A child with unhealthy teeth is at risk for health problems throughout life. For instance, if the tissue in the central portion of a child’s (baby) tooth is infected, the abscess can damage their permanent teeth. If a young child’s teeth are lost early or broken down due to decay, that child’s adult teeth are more likely to be improperly positioned or unable to grow in, leaving them vulnerable to caries and gum disease, and greatly increases the chance the child will require orthodontia.

The ability of tooth decay to impact overall health couldn’t be clearer. Children with caries are susceptible to chronic ear and sinus infections, and cuts and abrasions that won’t heal. Tooth decay can contribute to obesity, cardiovascular disease and diabetes. Even malnutrition because eating becomes so painful.

Several steps are within the scope of current public health programs to stem the tide of this epidemic, but they need championing in order to push them forward to help those children who most urgently need it.

The Pew Charitable Trusts report that at least 10 percent of residents in the states they surveyed do not have access to a dentist. We must foster a more balanced distribution of dentists — get them to the communities where they’re most needed —through a combination of providing incentives for new dentists and authorizing dental therapists to practice in these areas.

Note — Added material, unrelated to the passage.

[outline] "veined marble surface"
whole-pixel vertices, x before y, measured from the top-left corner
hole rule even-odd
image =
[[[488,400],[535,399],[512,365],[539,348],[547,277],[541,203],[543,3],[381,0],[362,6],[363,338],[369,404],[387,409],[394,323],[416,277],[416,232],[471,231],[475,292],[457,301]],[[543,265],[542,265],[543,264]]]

Named by the CDC one of the top-ten health achievements of the 20th Century, fluoridation of water is still not universal. Eleven states fail to fluoridate, and not every county in states that do can supply fluoridated water.

The CDC can help determine if your public water supply is fluoridated. Of a 2016 U.S. population of nearly 319 million people, approximately 108 million – nearly 34 percent, a proportion that has grown over the last decade, cannot access fluoridated water. According to the CDC, fluoridation reduces cavities by 25 percent. Since every dollar spent on fluoridation saves $38 in dental costs, expansion of federal programs is needed to help more than one-third of America’s children to avoid tooth decay.

Another program championed in low-income communities is sealants/varnishes. Fluoride varnish or gel can help protect both baby and permanent teeth from cavities, while sealants — a plastic, protective coating — are applied to the chewing surfaces of the back teeth to protect them from decay caused by the acid created by sugar-craving bacteria. Many children have sealants applied by their family dentist, but school sealant programs bring the procedure to underserved communities. Sealants work: the CDC reports schoolchildren receiving sealants have one-third the cavities than those who do not.

Lack of dental insurance hurts children’s teeth. While the Affordable Care Act expanded availability of children’s dental insurance, dental plans may be offered separately from medical coverage, significantly increasing costs for participating families, and benefits vary from state to state.

For patients covered by Medicaid, there are total benefit caps, low reimbursements for dental care, and very few dentists accept it. A report issued in September 2016 by the Center for Children and Families at Georgetown University’s Health Policy Institute identified changes needed to improve dental care under the law, and expand access to care for children covered by Medicaid and CHIP.  

Investing in children’s dental health is relatively inexpensive and pays dividends throughout the entire life cycle.

Jonathan Fielding, M.D., is a professor of public health and pediatrics at University of California, Los Angeles.